National Security, Leaks and Freedom of the Press: The Pentagon Papers Fifty Years On offers a collection of essays from leading national security officials, journalists, and scholars, including John Brennan, Eric Holder, Cass R. Sunstein, and Michael Morell. They reflect on the balance between the government’s legitimate need to conduct operations—particularly those related to national security—in secret and the public’s right and responsibility to know what the government is doing.
The issues of leaks and secrecy have continued to dominate the news in the wake of the Edward Snowden and Chelsea Manning cases, raising important, and often unresolved, questions about who has First Amendment rights to disclose, obtain, or publish classified information relating to the national security of the United States.
The LawFare Podcast
Bollinger and Stone spoke about their latest book on a LawFare Podcast with host Jack Goldsmith, April 20, 2021.

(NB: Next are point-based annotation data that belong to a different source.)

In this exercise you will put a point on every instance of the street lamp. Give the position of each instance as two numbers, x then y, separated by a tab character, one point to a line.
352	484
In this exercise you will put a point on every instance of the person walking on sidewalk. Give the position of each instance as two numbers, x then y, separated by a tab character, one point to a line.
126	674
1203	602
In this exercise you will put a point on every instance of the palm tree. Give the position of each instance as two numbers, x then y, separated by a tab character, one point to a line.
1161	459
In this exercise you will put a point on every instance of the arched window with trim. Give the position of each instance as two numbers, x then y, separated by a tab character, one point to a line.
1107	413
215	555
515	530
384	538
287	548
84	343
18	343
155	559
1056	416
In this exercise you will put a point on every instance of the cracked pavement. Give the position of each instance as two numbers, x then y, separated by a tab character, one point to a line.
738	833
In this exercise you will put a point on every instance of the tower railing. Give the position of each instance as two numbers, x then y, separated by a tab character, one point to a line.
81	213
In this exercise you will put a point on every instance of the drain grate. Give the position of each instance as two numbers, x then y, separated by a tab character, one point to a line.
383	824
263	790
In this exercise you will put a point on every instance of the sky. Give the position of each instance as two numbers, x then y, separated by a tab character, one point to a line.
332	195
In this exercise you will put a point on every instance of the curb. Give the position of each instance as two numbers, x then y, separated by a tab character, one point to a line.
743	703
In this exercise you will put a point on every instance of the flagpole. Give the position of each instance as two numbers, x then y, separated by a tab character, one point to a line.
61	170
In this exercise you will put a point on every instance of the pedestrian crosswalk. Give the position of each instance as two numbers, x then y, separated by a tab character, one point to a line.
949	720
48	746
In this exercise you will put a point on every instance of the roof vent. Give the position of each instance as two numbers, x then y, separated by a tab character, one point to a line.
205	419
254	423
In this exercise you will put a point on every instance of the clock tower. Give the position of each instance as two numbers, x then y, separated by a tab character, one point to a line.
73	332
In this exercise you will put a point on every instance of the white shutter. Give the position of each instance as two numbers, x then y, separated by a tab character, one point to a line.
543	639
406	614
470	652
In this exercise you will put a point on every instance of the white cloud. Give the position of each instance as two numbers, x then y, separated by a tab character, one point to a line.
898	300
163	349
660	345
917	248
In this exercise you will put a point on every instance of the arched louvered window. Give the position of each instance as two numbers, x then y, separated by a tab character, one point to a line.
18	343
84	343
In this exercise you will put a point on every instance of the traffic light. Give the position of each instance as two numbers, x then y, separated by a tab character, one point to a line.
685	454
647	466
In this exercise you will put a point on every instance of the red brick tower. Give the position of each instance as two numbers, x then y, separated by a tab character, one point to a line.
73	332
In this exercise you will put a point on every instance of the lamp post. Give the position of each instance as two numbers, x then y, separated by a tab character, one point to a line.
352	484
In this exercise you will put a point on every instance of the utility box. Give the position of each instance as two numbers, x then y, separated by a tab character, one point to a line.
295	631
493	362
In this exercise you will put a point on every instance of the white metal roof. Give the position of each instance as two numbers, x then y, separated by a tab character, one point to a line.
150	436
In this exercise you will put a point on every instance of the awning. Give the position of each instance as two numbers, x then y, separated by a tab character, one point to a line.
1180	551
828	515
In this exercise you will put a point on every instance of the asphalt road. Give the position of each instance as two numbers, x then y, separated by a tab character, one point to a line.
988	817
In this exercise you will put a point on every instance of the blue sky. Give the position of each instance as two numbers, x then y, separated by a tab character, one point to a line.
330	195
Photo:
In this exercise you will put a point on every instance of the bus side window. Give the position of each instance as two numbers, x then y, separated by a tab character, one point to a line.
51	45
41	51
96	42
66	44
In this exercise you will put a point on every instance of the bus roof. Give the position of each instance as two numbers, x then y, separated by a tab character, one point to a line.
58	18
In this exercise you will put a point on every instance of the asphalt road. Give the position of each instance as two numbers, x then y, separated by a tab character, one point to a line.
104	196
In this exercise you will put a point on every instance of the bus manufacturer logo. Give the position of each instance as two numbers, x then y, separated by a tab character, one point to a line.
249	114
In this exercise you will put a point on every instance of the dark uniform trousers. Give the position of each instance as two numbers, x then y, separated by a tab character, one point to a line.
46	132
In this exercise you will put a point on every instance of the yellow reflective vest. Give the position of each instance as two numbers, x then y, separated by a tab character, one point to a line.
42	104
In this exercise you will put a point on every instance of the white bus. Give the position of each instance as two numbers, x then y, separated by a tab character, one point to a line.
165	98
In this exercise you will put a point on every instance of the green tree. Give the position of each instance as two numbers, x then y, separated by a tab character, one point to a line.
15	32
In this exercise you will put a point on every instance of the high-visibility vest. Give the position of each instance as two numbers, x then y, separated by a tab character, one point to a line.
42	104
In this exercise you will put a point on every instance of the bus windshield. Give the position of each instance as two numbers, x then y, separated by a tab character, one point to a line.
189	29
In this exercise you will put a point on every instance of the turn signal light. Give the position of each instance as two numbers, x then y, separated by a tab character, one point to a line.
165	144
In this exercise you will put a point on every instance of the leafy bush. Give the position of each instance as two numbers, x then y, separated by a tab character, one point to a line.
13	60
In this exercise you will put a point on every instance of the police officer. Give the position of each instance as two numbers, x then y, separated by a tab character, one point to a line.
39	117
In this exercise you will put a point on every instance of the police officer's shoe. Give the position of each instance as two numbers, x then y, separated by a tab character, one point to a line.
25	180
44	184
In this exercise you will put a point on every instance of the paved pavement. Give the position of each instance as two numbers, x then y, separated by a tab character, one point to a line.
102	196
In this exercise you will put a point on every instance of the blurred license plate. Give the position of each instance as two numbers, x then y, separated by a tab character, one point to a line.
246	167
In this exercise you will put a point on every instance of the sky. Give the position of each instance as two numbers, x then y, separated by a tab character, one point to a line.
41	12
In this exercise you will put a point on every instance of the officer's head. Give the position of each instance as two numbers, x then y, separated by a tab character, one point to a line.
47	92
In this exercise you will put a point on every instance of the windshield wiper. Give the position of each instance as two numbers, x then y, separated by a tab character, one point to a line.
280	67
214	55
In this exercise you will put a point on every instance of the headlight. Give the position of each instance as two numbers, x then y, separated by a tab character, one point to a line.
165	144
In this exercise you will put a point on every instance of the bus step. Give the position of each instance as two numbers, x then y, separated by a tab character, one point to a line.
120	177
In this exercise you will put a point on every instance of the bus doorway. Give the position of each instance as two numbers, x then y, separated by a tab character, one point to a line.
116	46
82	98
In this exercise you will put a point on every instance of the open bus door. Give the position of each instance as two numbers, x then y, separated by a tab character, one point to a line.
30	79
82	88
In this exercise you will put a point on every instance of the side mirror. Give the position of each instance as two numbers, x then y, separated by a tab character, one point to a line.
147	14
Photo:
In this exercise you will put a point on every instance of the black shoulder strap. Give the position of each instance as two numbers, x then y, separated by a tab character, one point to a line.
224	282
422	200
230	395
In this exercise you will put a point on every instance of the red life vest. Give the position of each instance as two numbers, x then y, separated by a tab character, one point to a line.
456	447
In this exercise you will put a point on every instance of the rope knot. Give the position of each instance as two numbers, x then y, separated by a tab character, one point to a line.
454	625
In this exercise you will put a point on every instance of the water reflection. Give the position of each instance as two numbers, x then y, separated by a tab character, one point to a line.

President Bollinger's First Amendment Scholarship
President Bollinger is one of the nation’s foremost First Amendment scholars. In addition to National Security, Leaks and Freedom of the Press, he is the author or co-editor of numerous books on freedom of speech and press, including Regardless of Frontiers: Global Freedom of Expression in a Troubled World (2021) with Agnès Callamard, The Free Speech Century (2018) with Geoffrey R. Stone, and Uninhibited, Robust, and Wide-Open: A Free Press for a New Century (2010).
Regardless of Frontiers
Bollinger is a member of the Pulitzer Prize Board and a co-founder of the Knight First Amendment Institute at Columbia University, a center devoted to defending speech and press freedoms in the digital age through litigation, scholarship, and public education. In 2014, he established Columbia Global Freedom of Expression, a project that brings together experts and activists with faculty and students to advance understanding of international norms that protect expression and the free flow of information.